An assembler-knowledgeable reviewer argued the output was not a full disassembly, consisted of short snippets, and questioned whether the snippets were correct.
The reviewer reported additional suspicious/impossible code in the artifact, including a 'ret 1' in a system call dispatcher that would misalign the stack.
The author obtained the Turbo Pascal executable and used Claude via a sequence of prompts to interpret/decompile it into an interactive annotated artifact.
A later update stated the published decompiled/annotated result was hallucinated and inaccurate.
The reviewer reported that an 'EmitByte' routine shown in the artifact included a push/pop AX sequence that does not appear in the actual binary, indicating fabrication.
After being shown the critique, Claude agreed that the artifact mixed real hex dumps and some correct disassembly with fabricated assembly and labels for roughly half the binary that fail byte-level comparison.

Model-on-model review (using an LLM to check another LLM-generated reverse engineering artifact) did not prevent publication of a substantially inaccurate result in this case.
The author used Codex CLI with GPT-5.4 xhigh to review the zip for obvious hallucinations and then published the result.
The shared Claude link did not include the actual executed code; the author instead provided a zip of intermediate files.

Searching the binary for the opcode sequence B0 E8 ('mov al,0xe8') was used to confirm that a presented snippet was not present anywhere in the binary.
The reviewer reported that an 'EmitByte' routine shown in the artifact included a push/pop AX sequence that does not appear in the actual binary, indicating fabrication.

Borland's Turbo Pascal 3.02 (1985) executable was 39,731 bytes and included a full text editor IDE and a Pascal compiler.

What is the cryptographic hash (or other unique identifier) of the specific Turbo Pascal 3.02 executable analyzed, and is it the same binary used by the reviewer for opcode searches?
What fraction of the binary can be covered by a reproducible, deterministic disassembly that maps each displayed instruction sequence to exact offsets/bytes?
Which specific parts of the artifact (if any) are confirmed correct by independent disassembly tooling, and what criteria are used to label a snippet 'correct'?
What were the exact prompts, tool configurations, and intermediate transformations used to generate the annotated artifact from the binary?
Is there any direct decision-readthrough (operator, product, or investor) described in the corpus, such as explicit changes to verification policy, publication standards, or tooling requirements?

Rising demand for deterministic provenance in AI generated security artifacts could shift spending toward tooling that maps outputs to exact bytes and offsets, improving auditability and reducing publication risk.
Model on model review appears insufficient for technical verification, implying process changes that prioritize independent, reproducible tooling checks over LLM based validation in reverse engineering workflows.
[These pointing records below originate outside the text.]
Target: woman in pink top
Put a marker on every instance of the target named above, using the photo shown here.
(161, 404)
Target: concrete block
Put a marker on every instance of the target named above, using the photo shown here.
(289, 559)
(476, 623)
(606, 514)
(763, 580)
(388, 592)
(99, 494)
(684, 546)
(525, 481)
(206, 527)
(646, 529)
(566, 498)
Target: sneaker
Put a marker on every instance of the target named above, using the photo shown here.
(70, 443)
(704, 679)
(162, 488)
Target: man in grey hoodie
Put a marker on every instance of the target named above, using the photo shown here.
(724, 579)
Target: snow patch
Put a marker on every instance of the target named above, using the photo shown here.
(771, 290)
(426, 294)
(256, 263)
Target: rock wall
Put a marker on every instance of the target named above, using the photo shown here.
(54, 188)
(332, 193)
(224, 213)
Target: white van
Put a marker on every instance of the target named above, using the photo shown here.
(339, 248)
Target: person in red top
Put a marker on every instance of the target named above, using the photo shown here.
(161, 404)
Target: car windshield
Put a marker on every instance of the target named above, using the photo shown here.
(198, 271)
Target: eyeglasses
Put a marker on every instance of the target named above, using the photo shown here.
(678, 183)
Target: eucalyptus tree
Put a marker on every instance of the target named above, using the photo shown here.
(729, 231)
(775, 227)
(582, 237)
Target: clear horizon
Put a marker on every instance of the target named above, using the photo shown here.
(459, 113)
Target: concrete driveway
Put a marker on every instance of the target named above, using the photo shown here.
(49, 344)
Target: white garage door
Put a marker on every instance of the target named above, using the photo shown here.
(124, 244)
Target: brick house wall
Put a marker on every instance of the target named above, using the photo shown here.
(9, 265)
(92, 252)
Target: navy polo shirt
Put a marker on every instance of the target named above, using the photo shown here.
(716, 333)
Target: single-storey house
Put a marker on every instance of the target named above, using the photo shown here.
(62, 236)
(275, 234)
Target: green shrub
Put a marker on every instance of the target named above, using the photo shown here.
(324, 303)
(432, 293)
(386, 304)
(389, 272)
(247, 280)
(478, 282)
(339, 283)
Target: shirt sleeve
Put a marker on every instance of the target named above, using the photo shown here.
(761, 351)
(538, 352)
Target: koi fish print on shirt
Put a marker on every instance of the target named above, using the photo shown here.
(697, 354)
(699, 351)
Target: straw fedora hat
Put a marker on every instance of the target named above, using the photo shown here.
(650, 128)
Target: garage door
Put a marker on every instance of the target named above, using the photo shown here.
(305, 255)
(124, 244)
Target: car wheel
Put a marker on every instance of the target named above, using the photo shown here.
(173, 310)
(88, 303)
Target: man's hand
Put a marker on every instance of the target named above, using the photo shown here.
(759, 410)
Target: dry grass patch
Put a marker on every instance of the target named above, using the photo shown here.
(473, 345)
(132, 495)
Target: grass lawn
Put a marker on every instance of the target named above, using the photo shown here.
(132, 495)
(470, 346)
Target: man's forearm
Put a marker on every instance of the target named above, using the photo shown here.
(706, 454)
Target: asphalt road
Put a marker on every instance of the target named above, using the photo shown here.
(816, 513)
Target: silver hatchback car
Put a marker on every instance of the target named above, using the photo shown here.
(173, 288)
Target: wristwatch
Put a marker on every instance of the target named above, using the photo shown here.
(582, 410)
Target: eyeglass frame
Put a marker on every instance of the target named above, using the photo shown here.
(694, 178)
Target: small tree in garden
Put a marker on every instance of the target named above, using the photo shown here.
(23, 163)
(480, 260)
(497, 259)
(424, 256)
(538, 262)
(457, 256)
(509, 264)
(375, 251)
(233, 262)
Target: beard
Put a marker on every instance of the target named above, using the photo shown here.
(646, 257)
Policies or standards requiring byte and offset traceability for published disassembly, including reproducible disassembly coverage metrics and hashes of analyzed binaries.
Evidence that opcode pattern searches and independent disassembly tooling are adopted as gating checks before publication, replacing or supplementing LLM only review.
Publication of full, deterministic disassembly artifacts that map each displayed snippet to exact offsets and raw bytes, with prompts and tool configurations disclosed for reproducibility.

Continued publication of reverse engineered artifacts without binary hashes, offset anchored instruction mappings, or reproducible tooling outputs despite known fabrication risk.
Findings that deterministic tooling verification does not materially reduce inaccuracies in AI assisted reverse engineering artifacts in practice.
No observable changes in verification policy or workflow after documented failures, indicating low willingness to invest in stronger provenance and reproducibility controls.